Clients will no longer sit across and brief media agencies on a campaign outline in the next half decade. At least, that’s what Katie Rigg-Smith, CEO of media agency Mindshare, believes.
Speaking at the agency’s Mindshare Unlocks event in Sydney yesterday morning, Rigg-Smith said: “I’m going to be contentious and say, in five years time we won’t have briefs.
“I don’t think in five years time you’ll sit across the table from us and brief us on a campaign. Everything will be always on.”
Rigg-Smith said we could – albeit unlikely – end up seeing a client handing over a pot of money to an agency saying ‘here’s three million dollars’. You’ll have a contract and an agreement, she quickly stressed, but the agency will be spending that money in real-time.
“We don’t have time to go back and forth in boardrooms to talk about stuff,” she continued. “We have to act immediately.
I don’t think in five years you’ll be briefing us, I think we’ll be always on.
Phil Ohren, head of owned digital media at Mindshare, echoed Rigg-Smith’s point, saying he believes clients are going to come to agencies with a problem and the agencies will develop something like a brief after analysis and research.
And Ed Smith, outgoing chief marketer at subscription TV service Foxtel, pointed adamantly to Rigg-Smith saying that’s something so many media agencies would say.
The three, plus managing director at ninemsn Emma Chamberlain, were in discussion during the presentation about Mindshare’s latest research on shopper behaviour.
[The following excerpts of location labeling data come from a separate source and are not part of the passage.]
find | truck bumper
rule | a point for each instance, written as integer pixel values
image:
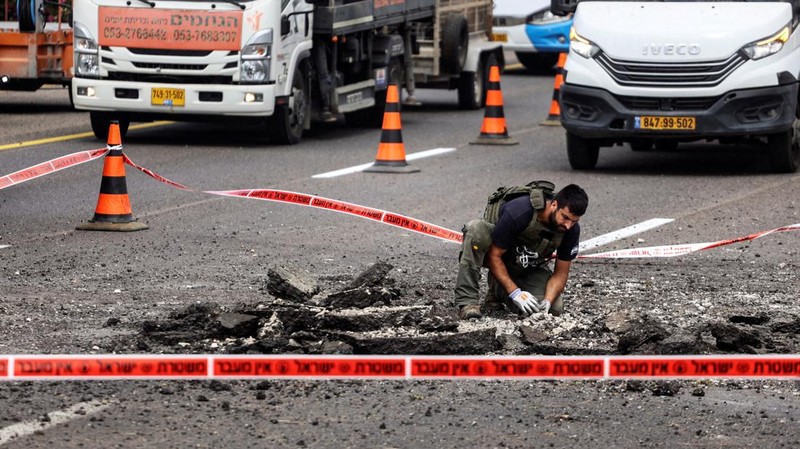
(134, 99)
(596, 113)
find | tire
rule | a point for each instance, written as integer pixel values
(582, 153)
(537, 62)
(455, 43)
(472, 85)
(26, 12)
(640, 145)
(290, 119)
(784, 150)
(101, 121)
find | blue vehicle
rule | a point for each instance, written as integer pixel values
(529, 29)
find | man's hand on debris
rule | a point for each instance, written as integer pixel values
(524, 301)
(544, 306)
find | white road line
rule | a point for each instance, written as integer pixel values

Read more about the findings here.
The declaration came about after Smith questioned Rigg-Smith on what clients would write on briefs in the future, given Mindshare reckons buying media via demographic is diminishing.
Another core issue of discussion was how brands managed to get ‘brand fame’ when trying to always have one-on-one communication with a business. Can you be a well-known brand and spray your big message, while still doing niche marketing?
“I fear we get so focused on direct conversation your brand doesn’t stand for something and people won’t know who you are, and will only know who you are when they’re finally at the point of buying you,” said Rigg-Smith.
“It’s going to take a lot longer you, and a lot more money, for you to influence that purchase…and be on the shopping list. Before they [the consumer] even get to that journey, you have to stand for something.